2014 Annual Conference

January 15-19, 2014 I Grand Hyatt San Antonio I San Antonio, TX

Language of Sexual Violence in Haiti: Challenges for HIV Prevention in International Resource-Poor Settings

Schedule:
Friday, January 17, 2014: 8:00 AM
HBG Convention Center, Room 001A River Level (San Antonio, TX)
* noted as presenting author
Manisha Joshi, PhD, Assistant Professor, University of South Florida, Tampa, FL
Guitele J. Rahill, PhD, Assistant Professor, University of South Florida, Tampa, FL
Celia Lescano, PhD, Research Associate Professor, University of South Florida, Tampa, FL
Florence Jean, BSW, Student, University of South Florida, Tampa, FL
Background and Purpose: Haiti has the largest HIV/AIDS epidemic in the Caribbean (approximately 1.8% of its adult population is living with HIV). Haitian women are at greater risk of HIV/AIDS, having less HIV knowledge and comprising a higher proportion of HIV+ persons in Haiti. The earthquake compounded the risk, as overcrowding, lack of adequate lighting and of privacy in unsanitary, dangerous displacement camps contributed to epidemic proportions of sexual violence (SV) against women. Sexual violence is an important risk factor for HIV infection, so victims of sexual violence (VOSV) presumably need evidence-based HIV intervention (EBI HIV); but currently, there is no indication that Haiti-based health providers who serve VOSV use EBI HIV or that they reach the most vulnerable victims. To understand how best to identify context-specific EBI HIV for Haitian VOSV, our objectives were to investigate how Haitians define SV, biopsychosocial needs of VOSV, and factors affecting accessibility of available services. 

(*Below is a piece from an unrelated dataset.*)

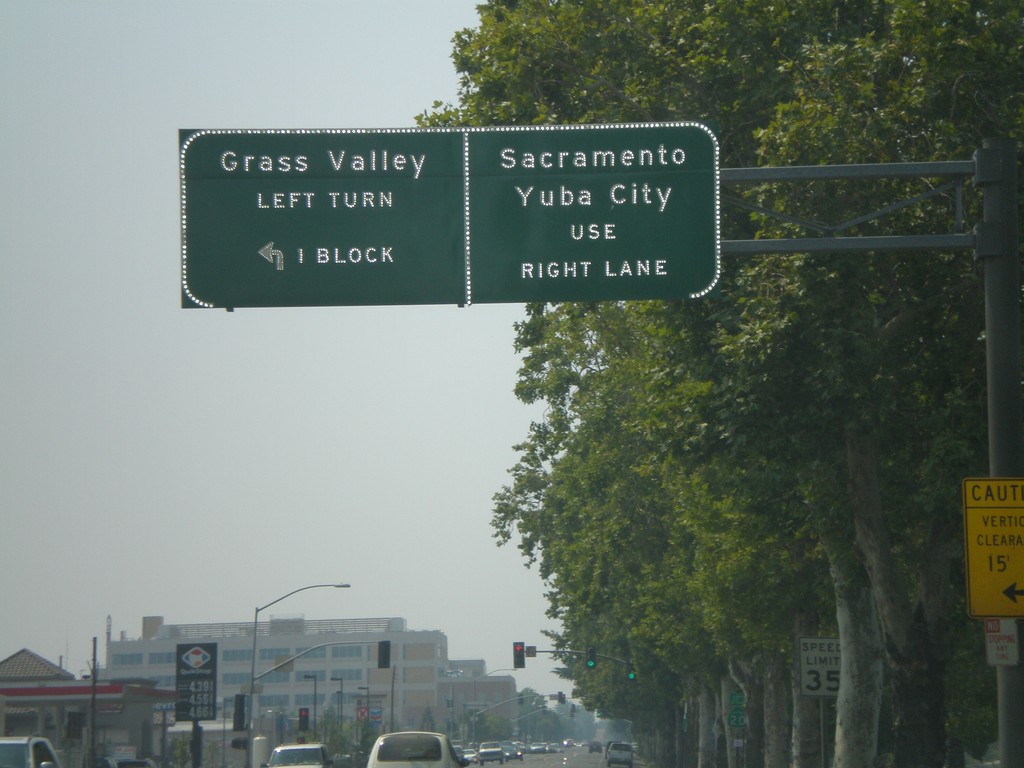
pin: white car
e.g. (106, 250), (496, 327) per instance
(367, 731), (469, 768)
(605, 741), (633, 768)
(260, 743), (334, 768)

Methods: In March 2013, we, in collaboration with Haiti-based colleagues and community leaders conducted an exploratory study using targeted purposive sampling to accomplish our objectives. Syndemic Theory formed our framework and semi-structured focus group guides were developed to facilitate the collection of data in four focus groups (N=27). Focus group questions were translated into Haitian Kreyòl. Participants included VOSV, health providers, and community-level female combatants recruited with the support of Haitian community leaders. Focus groups were audio-recorded with informed consent of all participants and were transcribed directly from Kreyòl to English by the PI and a research assistant, both native Haitians. Grounded Theory served as the guiding framework for a content analysis of the transcribed focus group data. ATLAS.ti, a qualitative data software program, supported synchronous analysis of all focus group data as one corpus.

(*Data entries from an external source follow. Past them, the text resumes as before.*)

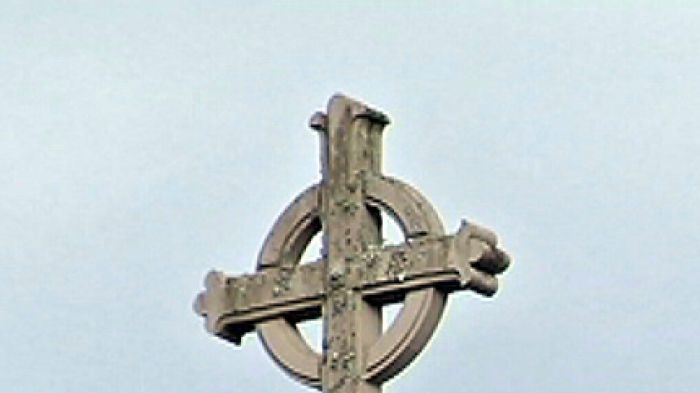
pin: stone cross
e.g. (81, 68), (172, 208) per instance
(195, 95), (509, 393)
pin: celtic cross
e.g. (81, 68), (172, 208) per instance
(195, 95), (509, 393)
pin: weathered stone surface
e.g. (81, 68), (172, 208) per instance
(194, 95), (510, 393)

Results: Findings from the analysis of our focus group transcriptions highlight: 1) the use of metaphors by VOSV to indicate the severity of attacks and the extent of injuries sustained, e.g. “crushing the uterus”; 2) crucial regional differences exist between terminology used by victims and providers to describe sexual violence; 3) female VOSV in the Cité Soleil region constitute a key target population based on the syndemic interaction of poverty, gender-based violence, and lack of access to post-rape care and prophylaxis, but they were unaware of providers’ existence and resources; 4) there is an absence of EBI HIV in Haiti; also, 5) all (100%) of the participants across focus groups articulated an interest in HIV prevention, and all insisted that such intervention be rooted in the Haitian sociocultural context.

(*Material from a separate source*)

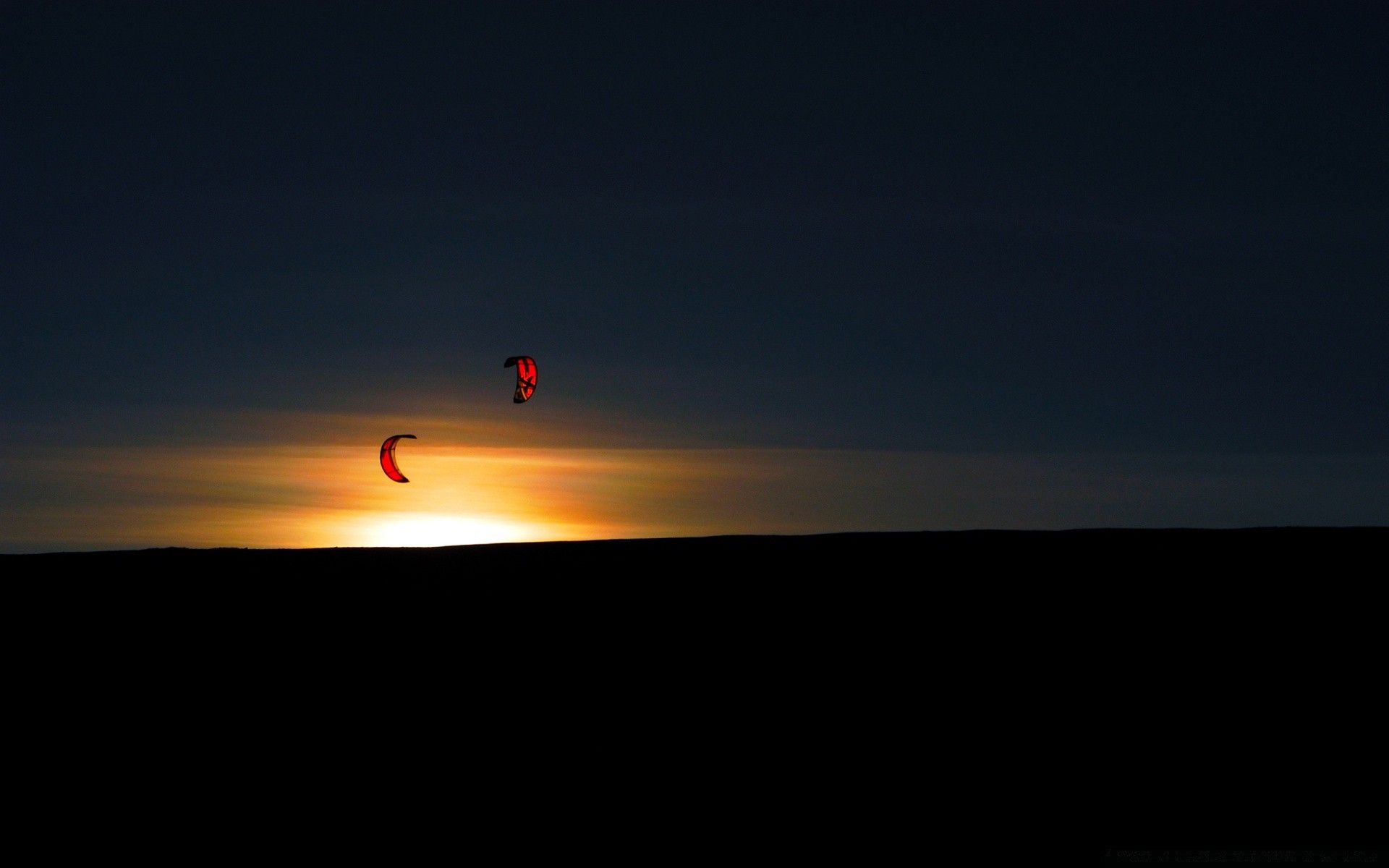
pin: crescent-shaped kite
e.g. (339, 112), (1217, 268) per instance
(501, 356), (535, 404)
(381, 435), (420, 482)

Conclusions and Implications: Our study provides crucial knowledge of contextual factors that can impact adaptation, acceptance, and implementation of existing EBI HIV for VOSV; it also identifies psychosocial/structural and contextual challenges to HIV prevention for VOSV in Haiti and similar settings. Adaptation of EBI HIV should involve engagement of and collaboration with key stakeholders (e.g., victims and providers) at every stage of development.